Fratello, dove sei?

Nel Mississippi degli anni Trenta, tre detenuti evasi condividono una serie di avventure e inavvertitamente diventano un’attrazione canora interpretando vecchi classici musicali. Adattamento deliziosamente eccentrico dell’Odissea di Omero, pieno di idee ingegnose, musica irresistibile e dialoghi taglienti. Sceneggiatura di Ethan e Joel Coen; il titolo deriva da I dimenticati di Preston Sturges. Innovativo l’uso del colore del direttore della fotografia Roger Deakins. Super 35. Due nomination agli Oscar.
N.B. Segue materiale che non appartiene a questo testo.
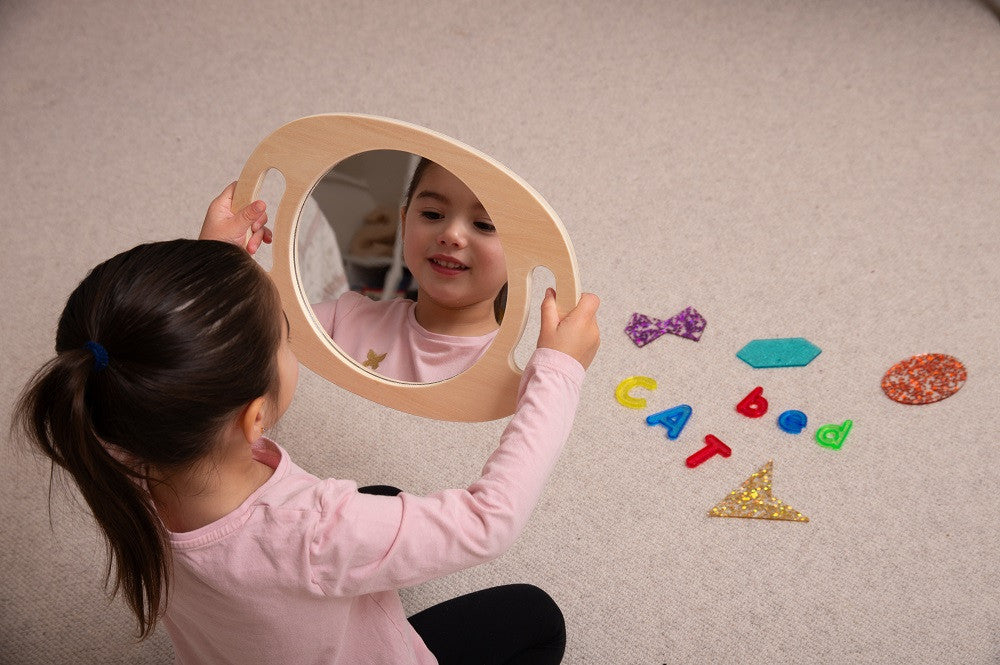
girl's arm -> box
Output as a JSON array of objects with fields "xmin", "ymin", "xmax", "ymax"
[{"xmin": 310, "ymin": 296, "xmax": 598, "ymax": 596}]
Tredici variazioni sul tema

Un professore metodico e ordinato decide di cambiare vita grazie a una donna. Un giovane procuratore è stravolto da un incidente. Un manager invidioso e rancoroso decide deliberatamente di distruggere la vita di un gioviale collega. Una moglie deve affrontare l’adulterio del marito. Una giovane donna delle pulizie, sempre ottimista, cambia atteggiamento verso la vita. Cinque storie diverse, contemporanee, che s’intrecciano tra loro fino a formarne una unica. Un film su come le nostre azioni possano non solo cambiare la nostra vita, ma anche quella degli altri. Una narrazione temporale che viaggia dal presente, al passato, al futuro. Un film che invita a ponderare meglio le nostre decisioni e a immaginare le conseguenze di ogni nostra minima scelta o reazione, anche se apparentemente casuale. Come può essere un sorriso a uno sconosciuto. Bella prova di scrittura e di regia da parte di Jill Sprecher, aiutata nella sceneggiatura dalla sorella Karen. I cambi di ritmo, di tempo e di storia sono realizzati con molta leggerezza e l’uso della musica aiuta il percorso dello spettatore. Film corale in cui tutti sono protagonisti, tutti portano una storia.
(andrea amato)

Una spia per caso

Negli anni Cinquanta l’insegnante di lettere McGrath, che dopo il lavoro al liceo svolge anche la professione di istruttore di guida, dichiara alla moglie assetata di prestigio sociale di lavorare per la Cia. Le vicende si susseguono e lui viene effettivamente reclutato dalla Cia, per ritrovarsi paracadutato nella Baia dei Porci a tentare di uccidere Castro. Troppo intelligente per i lobotomizzati dei multiplex, ma allo stesso tempo troppo stupido per cervelli più fini; affabilità e ottime prestazioni sportive sono tutto ciò che questo film ha da offrire. Woody Allen (che ha scritto Pallottole su Broadway con McGrath) appare non accreditato.

Crocevia della morte

Opera umorale, piena di stile e un po’ pretenziosa, firmata dai fratelli Coen (Joel ha diretto e scritto la sceneggiatura insieme a Ethan, anche produttore). Byrne interpreta un gangster irlandese dal cuore di pietra che agisce secondo un codice etico conosciuto a lui soltanto, fedelmente devoto al re del crimine Finney. Denso e duro, all’inizio è quasi irritante, ma si fa sempre più coinvolgente man mano che l’intreccio si dispiega sinuoso. Alcuni momenti di bravura vanno a braccetto con la spettacolare fotografia di Barry Sonnenfeld. Frances McDormand, non accreditata, ha una piccola parte da segretaria.

Vivere e morire a Los Angeles

Un agente federale coglie sul fatto il falsario Eric Masters, ma viene da questi ucciso. Il caso resta nelle mani di Richard Chance, collega e amico del defunto poliziotto. Per incastrare Masters, protetto da un abile quanto ambiguo avvocato, Chance si serve dell’aiuto di un delinquente e di una bella informatrice. Veloce, duro e violento – come ci si aspetta da un grande come William Friedkin – con almeno una sequenza (un inseguimento d’auto mozzafiato) d’antologia del cinema d’azione.